Thomas Jones was born in Trefonnen in Cefnllys, Radnorshire, the second of sixteen children to the landowner Thomas Jones of Trefonnen and his wife, Hannah. His formative years were spent on his father's estate at Pencerrig near Builth Wells; thus he is often referred to as Thomas Jones of Pencerrig to differentiate him from others of the same name. He was educated at Christ College, Brecon, and later at a school kept by Jenkin Jenkins at Llanfyllin in Montgomeryshire, before going to Oxford in 1759 to study at Jesus College. His university education was funded by a maternal uncle who, contrary to Jones's own wishes, hoped for him to enter the church. Jones dropped out of Oxford after this uncle’s death in 1761 and began to pursue his preferred career as an artist.

Jones moved to London and enrolled at William Shipley's drawing school in November 1761. Despite attending the life class at St Martin's Lane Academy, he remained unconfident of his ability to draw figures convincingly, and in 1763 he persuaded the leading landscape painter of the day (and fellow Welshman) Richard Wilson to take him on as a pupil.

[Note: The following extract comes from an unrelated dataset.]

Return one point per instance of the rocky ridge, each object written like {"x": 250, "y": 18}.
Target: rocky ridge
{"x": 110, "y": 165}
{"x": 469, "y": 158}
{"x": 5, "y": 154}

A high-spirited youth, Jones recorded in his journal that he and two rowdy fellow pupils were once rebuked by their master with the words, "Gentlemen, this is not the way to rival Claude".

In 1765 Jones began to exhibit at the Society of Artists (the forerunner of the Royal Academy). From 1769 onwards his landscapes began to adopt the "grand manner", becoming settings for scenes in history, literature or mythology. His frequent collaborator on these works was John Hamilton Mortimer, who painted the figures. One of his best-known works from this period is The Bard (Cardiff), based on the poem by Thomas Gray. The 1770s were a successful period for Jones; he was elected a fellow of the Society of Artists in 1771 and served as the society’s director in 1773–4. This period also saw the beginning of Jones’s unconventional habit of producing small landscape sketches in oils on paper for his own amusement.

===Italy===
Jones embarked on an eagerly anticipated trip to Italy in September 1776. The works produced there departed significantly from the example of his master, particularly in his watercolour paintings, where he developed a distinctive palette of varying shades of blue. Jacob More, John Robert Cozens and Thomas Banks were among the fellow expatriate artists with whom Jones was friendly. His first commission in Italy was a landscape entitled Lake Albano – Sunset for the Earl-Bishop of Derry, who became Jones's most important patron.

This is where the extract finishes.